FACTS about Public Roofing Procurement, and Oversight. Copyright 2010 by Robert R. Solomon

Sunday, July 31, 2011

"Unlicensed Contracting, and Dangers Within"

Many colleagues have been writing to me about this topic, and I will attempt to break it down for you, the consumer.

At the onset, let me tell you my state is without doubt, the most stringent licensing bureau in the United States, as it pertains to "State Certified Roofing Contractor" status.  The CCC1325620 you see after my name in each post is in fact my state certification number.  This license number, and all information about it's current status are available to the public online.

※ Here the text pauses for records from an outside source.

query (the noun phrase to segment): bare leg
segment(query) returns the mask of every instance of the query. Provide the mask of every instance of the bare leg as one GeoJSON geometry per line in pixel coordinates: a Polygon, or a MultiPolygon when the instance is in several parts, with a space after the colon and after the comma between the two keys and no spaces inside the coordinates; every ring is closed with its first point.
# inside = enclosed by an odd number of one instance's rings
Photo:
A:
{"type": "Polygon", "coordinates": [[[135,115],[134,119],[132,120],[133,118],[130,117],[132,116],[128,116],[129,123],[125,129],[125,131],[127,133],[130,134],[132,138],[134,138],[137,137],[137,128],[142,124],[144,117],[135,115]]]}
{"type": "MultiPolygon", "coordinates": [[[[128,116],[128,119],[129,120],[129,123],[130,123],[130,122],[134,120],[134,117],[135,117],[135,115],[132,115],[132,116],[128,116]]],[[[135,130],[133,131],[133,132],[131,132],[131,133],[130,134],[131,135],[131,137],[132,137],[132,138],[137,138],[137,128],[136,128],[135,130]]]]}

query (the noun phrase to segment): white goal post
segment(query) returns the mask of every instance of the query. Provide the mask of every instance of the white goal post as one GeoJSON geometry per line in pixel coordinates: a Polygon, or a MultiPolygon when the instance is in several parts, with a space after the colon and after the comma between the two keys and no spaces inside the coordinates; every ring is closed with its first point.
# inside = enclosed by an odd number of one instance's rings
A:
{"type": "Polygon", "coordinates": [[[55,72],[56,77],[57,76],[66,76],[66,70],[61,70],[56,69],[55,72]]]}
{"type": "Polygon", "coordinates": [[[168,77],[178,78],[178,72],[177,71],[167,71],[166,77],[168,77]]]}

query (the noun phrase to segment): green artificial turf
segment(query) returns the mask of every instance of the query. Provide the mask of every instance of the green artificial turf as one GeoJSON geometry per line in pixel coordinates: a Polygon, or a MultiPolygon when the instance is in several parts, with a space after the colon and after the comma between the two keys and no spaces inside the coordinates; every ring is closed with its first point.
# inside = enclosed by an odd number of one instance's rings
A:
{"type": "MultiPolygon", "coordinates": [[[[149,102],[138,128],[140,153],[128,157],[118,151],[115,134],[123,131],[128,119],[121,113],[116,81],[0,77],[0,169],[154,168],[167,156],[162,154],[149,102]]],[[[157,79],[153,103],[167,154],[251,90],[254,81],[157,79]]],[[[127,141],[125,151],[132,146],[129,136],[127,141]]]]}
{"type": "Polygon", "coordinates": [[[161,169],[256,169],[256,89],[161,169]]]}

Now, for this, I've invested 16 weeks of specific financial training, product knowledge, and several thousand dollars preparing for my exam.  This is in addition to my 37 years of service within my discipline at the highest level.  70% of first time applicants fail the two day testing procedure.  I am fortunate to not be among that group, and I know many contractors who've taken the test three times before finally passing it.  But good for them, as they wanted the highest certification possible, and I know what they went through mentally, and financially to achieve "State Certification".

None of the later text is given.